Discussion in 'Mac Pro' started by djkenc, Jan 27, 2011.

  1. djkenc macrumors newbie

    Dec 23, 2010
    I am trying to figure out what is the best setup for my situation that will give me the best performance. I have 4 drives for my Mac Pro Quad Core early 2009.

    2 WD Caviar Blacks 1TB each
    1 WD Caviar Green 1TB
    1 WD Apple (Original HD) 640GB

    I want to be able to have a separate hard drive or partition for all my sessions from ProTools, Logic, Ableton, etc. I also want a separate hard drive or partition for all my audio files/video files (anything media). Then I want a Time machine backup of all the sessions and boot disk. I have a backup of all the audio/video files already on my laptop. (would this be the best way to split up the hard drives like this?)

    So what would be the best way to setup a RAID for performance and be able to have these separate drives.

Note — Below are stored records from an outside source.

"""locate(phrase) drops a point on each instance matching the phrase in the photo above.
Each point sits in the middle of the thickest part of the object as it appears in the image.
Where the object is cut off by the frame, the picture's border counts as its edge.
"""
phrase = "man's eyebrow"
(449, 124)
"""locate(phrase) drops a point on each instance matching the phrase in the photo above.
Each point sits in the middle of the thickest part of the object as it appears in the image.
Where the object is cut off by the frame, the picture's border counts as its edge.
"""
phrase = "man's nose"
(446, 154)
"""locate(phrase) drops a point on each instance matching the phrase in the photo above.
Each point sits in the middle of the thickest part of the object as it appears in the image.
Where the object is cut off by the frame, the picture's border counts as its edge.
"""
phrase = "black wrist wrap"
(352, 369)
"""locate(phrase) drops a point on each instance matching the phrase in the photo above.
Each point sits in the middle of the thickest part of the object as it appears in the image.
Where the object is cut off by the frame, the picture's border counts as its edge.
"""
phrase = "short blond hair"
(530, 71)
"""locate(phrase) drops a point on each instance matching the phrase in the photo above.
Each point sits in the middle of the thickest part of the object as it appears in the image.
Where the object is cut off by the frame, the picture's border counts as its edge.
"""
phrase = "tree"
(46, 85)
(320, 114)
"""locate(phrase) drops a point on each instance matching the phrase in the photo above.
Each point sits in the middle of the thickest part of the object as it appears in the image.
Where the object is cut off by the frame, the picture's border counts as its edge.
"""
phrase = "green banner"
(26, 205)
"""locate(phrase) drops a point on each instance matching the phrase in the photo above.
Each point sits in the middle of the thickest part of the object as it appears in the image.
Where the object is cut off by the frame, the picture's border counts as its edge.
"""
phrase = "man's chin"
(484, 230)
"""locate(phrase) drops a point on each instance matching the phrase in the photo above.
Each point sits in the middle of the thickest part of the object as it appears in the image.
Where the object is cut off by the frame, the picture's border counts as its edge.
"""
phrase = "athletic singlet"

    Would it be possible to setup a 3 drive RAID 0 with the 1TB hard drives. And then partition 1 drive for the boot disk (500GB), 1 drive for the sessions (500GB), 1 drive for the audio/video files (2TB). Then use my 640GB hard drive as a Time Machine backup of the boot and sessions hard drive.


    should i even try to run a RAID setup? should I just try to run all my drives separately?

    so all in all i just want performance, reliability, and being able to back up the boot disk and sessions on one separate hard drive.

    Any suggestions?
  2. highdefw macrumors 6502

    Apr 19, 2009
    Mixing different drives in a RAID is not recommended. Always try and get the same type. In your situation, the 2 1TB Blacks would work just fine in a soft-raid.
  3. ndraves macrumors member

    Jan 19, 2011
    I would also say that running the OS in RAID 0 is not always the best idea. Once you do this then if any of the 3 drives in the array goes then you can't boot at all.

    Maybe keep the OS and sessions on one of the WD drives, 500/500 split if you want. I would strongly recommend against RAID 0 book disk.

    For performance tasks you can then put the 2xWD Blacks into RAID 0 as above
  4. neilhart macrumors 6502


    Oct 11, 2007
    SF Bay Area - Fremont
    To RAID-0 a System Drive(s)

    There is more risk when you set your system to boot from a RAID 0 array.

    How much risk... well murphy's law comes into play.

    However, I run my desktops with the system disks (two) in a RAID 0 and I keep only applications and current project on the RAID. SSDs in a RAID 0 are quick and I have one machine set up that way. So the system disk does not have to be huge.

    Then I always have a bootable partition on another drive that is a clone of the system boot partition (the RAID 0). This partition is usually named "Recovery".

    I also run a TimeMachine partition that is larger which is often on the same drive as my Recovery partition.

    Data is usually stored on another large drive and is synced to a LINUX file server and not in the TimeMachine backup. Data is made up of audio files, video files, pictures files, past projects, archives and any sort that I might need access to.

    So what does all of this mean to the Op? My recommendation would be to invest in one or more SSDs for the system disk. Set up a recovery partition and a TimeMachine partition on a good sized drive. Use one large drive for data (partitioned to your hearts desire).

    Think about off workstation storage of everything that has any value to you and have it stored multiple places. Today large hard drives are cheap and with minimum effort you can convert that old useless windows machine to LINUX file server just for the effort of doing so.